The equilibrium constant, or \(K_c\), is a key concept in chemical equilibrium. It quantifies the ratio of the concentrations of products to reactants, each raised to the power of their coefficients in the balanced equation, at equilibrium.
In essence, \(K_c\) tells us how far a reaction proceeds before reaching equilibrium. If \(K_c > 1\), the products are favored at equilibrium, meaning more of the product is present than the reactant. Conversely, if \(K_c < 1\), the reactants are favored.
In mathematical terms, for a general reaction \(aA + bB \rightleftharpoons cC + dD\), the equilibrium constant expression is:

• \(K_c = \frac{[C]^c[D]^d}{[A]^a[B]^b}\)

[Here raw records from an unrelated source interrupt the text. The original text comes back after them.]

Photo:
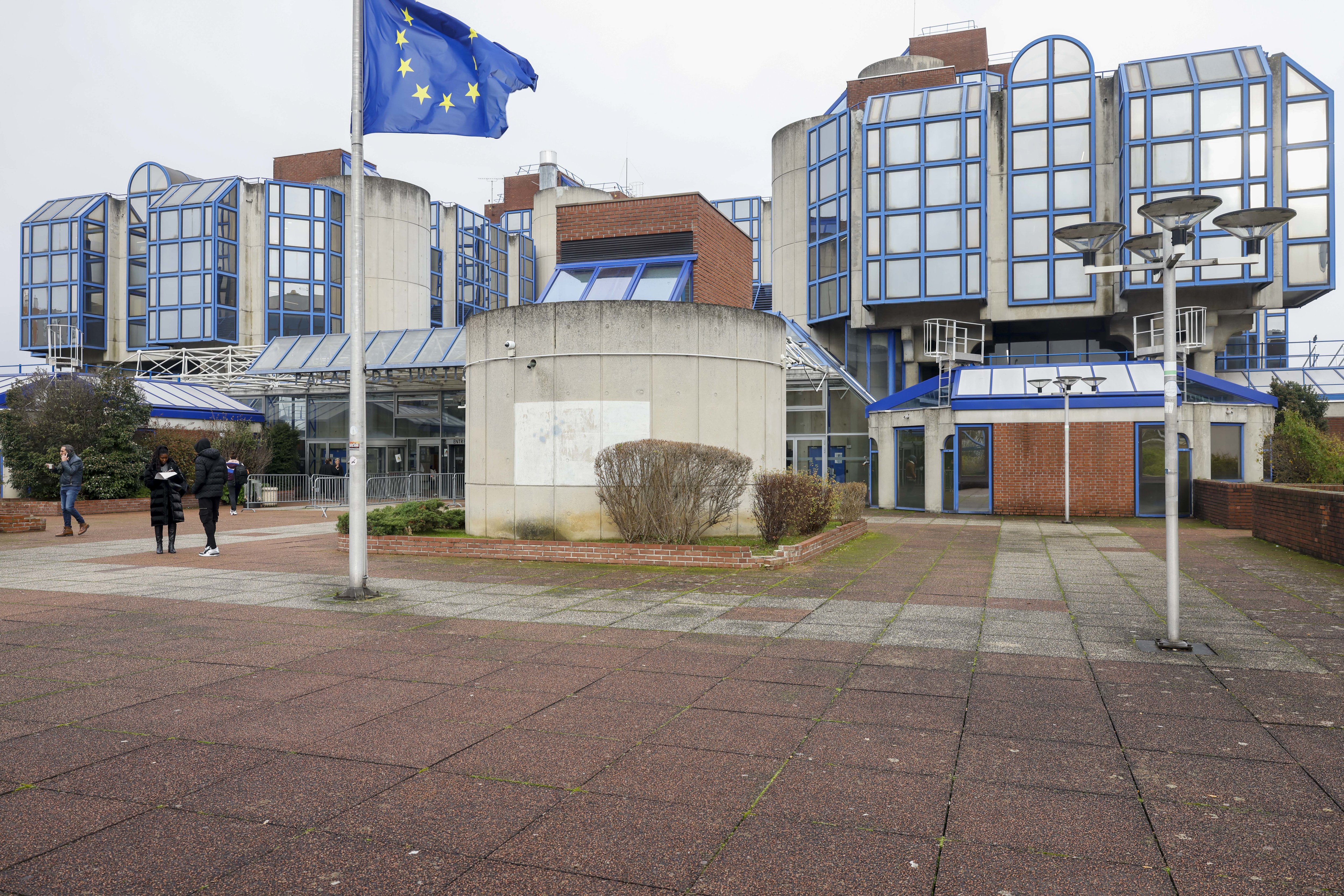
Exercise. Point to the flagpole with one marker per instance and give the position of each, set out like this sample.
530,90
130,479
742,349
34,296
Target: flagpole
358,589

Here, the brackets denote molar concentrations.
In the exercise, the equilibrium constant \(K_c = 0.802\) indicates that, at equilibrium, there is a moderate amount of reaction towards products, but the reaction does not heavily favor them. This value is critical for determining concentrations of substances at equilibrium using the ICE table values.

reaction stoichiometry

Reaction stoichiometry involves the quantitative relationship between reactants and products in a chemical reaction. It provides a blueprint of how much reactant is needed to form a particular amount of product.
In the exercise's reaction:\[\mathrm{CO}_{2}(g) + \mathrm{H}_{2}(g) \rightleftharpoons \mathrm{CO}(g) + \mathrm{H}_{2}\mathrm{O}(g)\]each molecule of CO2 reacts with one molecule of H2 to produce one molecule of CO and one of H2O.
Stoichiometry is essential when filling in an ICE table:

• We assign changes in concentration based on these stoichiometric coefficients. For example, for each mole of CO2 consumed, an equal amount of CO is produced.
• This one-to-one relationship simplifies calculations, but in reactions with different coefficients, it’s crucial to correctly scale changes according to these ratios.

Reaction stoichiometry not only ensures that your ICE table is set up accurately, but it also provides the foundation for calculating equilibrium concentrations correctly. Understanding these stoichiometric relationships is key to mastering chemical equilibrium problems.